Likewise, thirteen-year-old Esther has lost her grandfather to spontaneous combustion in “Out of the Ashes.” Speculations from those around them run rampant, including ones that his death had something to do with supernatural forces. All the talk has her disconcerted and her mother has taken it hardest, verbally exploding at someone who asks about the cryptic nature of his death. Esther is helpless to act and wonders if her grandpa truly had made some type of sinister deal. The threat of such a possibility scares her and her sense of alienation is emphasized by the burn of the sun.
There’s an organic melding of themes and the obsessions the characters wield in many of the stories. In “Bee Killer,” the disconnect between a husband and wife is represented by a hive of bees the husband maintains. The emotional gulf between them is both grand and dwindling, difficult to articulate and yet swarming with stinging malcontent. He seems more concerned with the bees than her well being. It’s the quiet discontents that add up and eventually overwhelm:
“What about the queen?” I said. “The colony would be nothing without the queen.”
“She’s as much a slave to duty as the rest,” he said. “Average queen lays two million eggs in her lifetime.” He went on to tell me how a sick bee leaves the colony to die alone, so as not to infect the others. “Sacrifices himself,” he said.
“Plenty of us do that,” I said.
A photographer from “Darkroom” is going blind from a condition that is both “genetic and degenerative.” Fueled by her pending blindness, she wants to capture “the photograph of a lifetime.” The permanence of the camera becomes a substitute for the deterioration in her eyes and the visibility that will soon escape her. Capturing an image of the giraffe becomes the specific target and she goes on an adventure with her husband to get it. It seems foolhardy, until we realize it’s her way of warding off the inevitability of permanent darkness:
“I wish the blindness would just come and take my eyes right now.” Her voice shook and she held herself. “I hate the waiting.”
He pulled her into his arms and hid his tears in her hair, seeing those zoo elephants from so long ago and remembering the tickle of the animal’s trunk on his palm and the side of his face, its breath warm and pleasant, but searching, searching.

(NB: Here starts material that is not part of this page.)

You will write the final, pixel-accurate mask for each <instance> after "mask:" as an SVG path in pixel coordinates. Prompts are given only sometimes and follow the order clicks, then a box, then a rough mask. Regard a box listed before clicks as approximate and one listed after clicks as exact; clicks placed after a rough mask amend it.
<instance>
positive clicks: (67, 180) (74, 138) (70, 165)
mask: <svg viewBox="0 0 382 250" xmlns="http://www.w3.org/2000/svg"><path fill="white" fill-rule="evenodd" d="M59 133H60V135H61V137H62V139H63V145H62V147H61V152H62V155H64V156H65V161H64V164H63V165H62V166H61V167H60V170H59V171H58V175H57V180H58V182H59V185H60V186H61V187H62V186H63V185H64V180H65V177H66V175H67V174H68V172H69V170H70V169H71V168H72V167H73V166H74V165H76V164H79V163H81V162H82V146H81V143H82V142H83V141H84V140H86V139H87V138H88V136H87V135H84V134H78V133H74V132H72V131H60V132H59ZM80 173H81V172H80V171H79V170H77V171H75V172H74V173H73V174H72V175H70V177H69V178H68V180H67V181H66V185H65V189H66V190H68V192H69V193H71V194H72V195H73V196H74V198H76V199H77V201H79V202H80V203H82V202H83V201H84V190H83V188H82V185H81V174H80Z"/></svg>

All of Rohan’s characters search for things they can’t have and the prose is elegantly wrought, neither excessively sentimental nor overtly flashy. Instead, there is a lush rhythm in the sentences that renders observations in natural beats. Judgment is suppressed in favor of an understanding of the complexities of friendship and family, however quaint or unusual. Irish settings for many of the stories act as a unique brogue against the landscape of the collection. Everyone is drifting, flotsam from the shipwreck of modern conjunctions. The shorter length of many of the stories make them seem like splices from a bigger sampling, a gauge on the tempo of a bigger macrocosm.